One benefit of the object-oriented discipline is that the same methods apply for different species -- once you have learned how to work with Homo.sapiens, the same tools apply for Mus.musculus, Rattus.norvegicus and so on.

Upshots

We've seen three important facets of the language/ecosystem

  • improvised software creation through user-defined functions
  • high-level concepts can be expressed as methods applicable to objects (instances of formally defined classes)
  • acquisition of complex, biologically meaningful 'objects' and 'methods' with library()

Use of library() is essential to acquire access to functions and documentation on library components. This can be a stumbling block if you remember the name of a function of interest, but not the package in which it is defined.

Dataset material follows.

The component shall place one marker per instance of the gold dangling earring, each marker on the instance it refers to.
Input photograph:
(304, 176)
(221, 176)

Another feature worth bearing in mind: all computations in R proceed by evaluation of functions. You may write scripts, but they will be sequences of function calls. One prominent developer (D. Eddelbuettel) has written that "Anything you do more than three times should be a function, and every function should be in a package". Thus full appreciation of R's potentials in scientific computing will ultimately involve understanding of function design and package creation and maintenance.

Thus there are many ways of using software in R.

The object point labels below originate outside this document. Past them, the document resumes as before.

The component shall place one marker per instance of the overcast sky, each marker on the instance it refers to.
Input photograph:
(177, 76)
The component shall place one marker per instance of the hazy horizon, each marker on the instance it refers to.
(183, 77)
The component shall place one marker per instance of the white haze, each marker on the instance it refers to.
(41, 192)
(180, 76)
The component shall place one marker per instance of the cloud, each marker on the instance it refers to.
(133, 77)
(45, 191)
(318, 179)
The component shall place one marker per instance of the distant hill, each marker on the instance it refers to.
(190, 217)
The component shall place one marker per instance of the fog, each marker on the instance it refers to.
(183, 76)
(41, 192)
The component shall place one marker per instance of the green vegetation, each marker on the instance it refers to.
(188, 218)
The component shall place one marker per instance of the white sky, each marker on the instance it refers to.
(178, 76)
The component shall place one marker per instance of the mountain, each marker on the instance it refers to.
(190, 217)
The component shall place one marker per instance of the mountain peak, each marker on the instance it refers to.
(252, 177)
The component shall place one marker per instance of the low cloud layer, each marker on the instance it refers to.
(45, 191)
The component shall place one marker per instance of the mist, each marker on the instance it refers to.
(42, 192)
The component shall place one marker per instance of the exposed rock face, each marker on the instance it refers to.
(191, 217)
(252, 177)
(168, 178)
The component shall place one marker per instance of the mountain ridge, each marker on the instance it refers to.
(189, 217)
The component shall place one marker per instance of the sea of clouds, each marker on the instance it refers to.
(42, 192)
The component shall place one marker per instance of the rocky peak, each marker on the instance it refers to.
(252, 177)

  • write scripts and execute them at a command line using Rscript or unix-like pipes.
  • use a bespoke interactive development environment like Rstudio
  • use R as a command-line interpreter
  • use jupyter notebooks
  • use R through online "apps", often composed using the shiny package.

We'll explore some of these alternate approaches as we proceed.

Putting it all together

Bioconductor’s core developer group works hard to develop data structures that allow users to work conveniently with genomes and genome-scale data. Structures are devised to support the main phases of experimentation in genome scale biology:

  • Parse large-scale assay data as produced by microarray or sequencer flow-cell scanners.
  • Preprocess the (relatively) raw data to support reliable statistical interpretation.
  • Combine assay quantifications with sample-level data to test hypotheses about relationships between molecular processes and organism-level characteristics such as growth, disease state.
  • In this course we will review the objects and functions that you can use to perform these and related tasks in your own research.

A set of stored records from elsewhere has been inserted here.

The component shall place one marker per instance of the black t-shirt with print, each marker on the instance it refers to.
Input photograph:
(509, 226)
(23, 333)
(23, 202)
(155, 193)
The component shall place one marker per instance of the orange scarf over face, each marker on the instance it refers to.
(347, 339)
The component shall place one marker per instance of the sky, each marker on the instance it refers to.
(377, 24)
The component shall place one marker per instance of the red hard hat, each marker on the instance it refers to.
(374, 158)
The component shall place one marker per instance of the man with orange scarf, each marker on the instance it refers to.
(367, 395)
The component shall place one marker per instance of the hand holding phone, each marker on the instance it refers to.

Bioconductor installation and documentation

Installation support

Once you have R you can obtain a utility for adding Bioconductor packages with

source("http://www.bioconductor.org/biocLite.R")

This is sensitive to the version of R that you are using. It installs and loads the BiocInstaller package. Let's illustrate its use.

In [7]:
library(BiocInstaller)
biocLite("genomicsclass/GSE5859Subset", suppressUpdates=TRUE, suppressAutoUpdate=TRUE)  # this will be used later
Bioconductor version 3.6 (BiocInstaller 1.28.0), ?biocLite for help
BioC_mirror: https://bioconductor.org
Using Bioconductor 3.6 (BiocInstaller 1.28.0), R 3.4.3 (2017-11-30).
Installing github package(s) ‘genomicsclass/GSE5859Subset’
Skipping install of 'GSE5859Subset' from a github remote, the SHA1 (8ada5f4f) has not changed since last install.
  Use `force = TRUE` to force installation

Documentation

For novices, large-scale help resources are always important.

  • Bioconductor's main portal has sections devoted to installation, learning, using, and developing. There is a twitter feed for those who need to keep close by.
  • The support site is active and friendly
  • R has extensive help resources at CRAN and within any instance
In [8]:
# help.start() -- may not work with notebooks but very useful in Rstudio or at command line

Documentation on any base or Bioconductor function can be found using the ?-operator

In [9]:
?mean # use ?? to find documentation on functions in all installed packages

All good manual pages include executable examples

In [10]:
example(lm)
lm> require(graphics)

lm> ## Annette Dobson (1990) "An Introduction to Generalized Linear Models".
lm> ## Page 9: Plant Weight Data.
lm> ctl <- c(4.17,5.58,5.18,6.11,4.50,4.61,5.17,4.53,5.33,5.14)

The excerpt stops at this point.